These activities can raise eyebrows among more established communities working on these topics, who see newer entrants’ claims to novelty as the product either of genuine ignorance or of a more disingenuous rebadging aimed at securing territory, funding and influence. To give a recent example, the Metascience 2019 conference, which took place at Stanford University from 5 to 8 September, claimed that “during this decade, we have witnessed the emergence of a new discipline called metascience, meta-research, or the science of science”.

At the meeting, many presenters acknowledged their intellectual debt or self-identification within more established fields. But the broader framing inevitably provoked some criticism, particularly at the annual meetings of science and technology studies and scientometrics, which took place in the same week in New Orleans and Rome, respectively. The closing plenary of the New Orleans meeting saw some pointed criticism directed towards those who were “Columbusing”—claiming to discover something that wasn’t new—related fields.

Changes and challenges

The Research on Research Institute, a partnership between the Wellcome Trust, the company Digital Science, the University of Sheffield and Leiden University in the Netherlands, will not treat research on research as a new discipline. Rather, we see it as a lens through which to organise, analyse and advance a breadth of disciplinary, theoretical and methodological approaches to questions about the governance, design, operation and evaluation of research systems. 

At the same time, we need to be clear about the ways in which these questions, the contexts in which they are being asked and our capacity to answer them are changing. Data is part of the story: we now have more sophisticated indicators and analytic tools relating to many dimensions of research and researcher performance, outcomes and impacts, going well beyond standard citation and patent measures.

There is greater recognition of the value of integrating and combining methods to develop real-time intelligence on how research systems are performing and changing. These possibilities will expand as applications of data science in and on research systems are linked to machine learning and artificial intelligence.

Funders are beginning to use these advances to underpin decision-making. Some are going further still, creating internal teams to undertake such analysis and build decision-support tools. Examples include the Meta team at the Chan Zuckerberg Initiative and the Wellcome Data Labs. In the process, how funders support and evaluate research is starting to change.
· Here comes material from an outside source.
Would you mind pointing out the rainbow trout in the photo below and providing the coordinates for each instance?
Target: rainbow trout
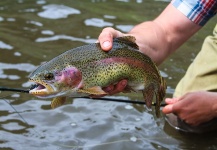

Worldwide, the challenges of mobilising, scaling and aligning research efforts in pursuit of the Sustainable Development Goals show that robust, interdisciplinary and translational research on research is needed more than ever. The same goes in the UK, with the need to ground debates over prioritisation and balance (or any fresh attempts by Dominic Cummings to reorganise the UK research system).

We hope the Research on Research Institute can play a positive role in building this evidence base and strengthening the alliances needed to translate it into practice. And we warmly invite others to join us in this task.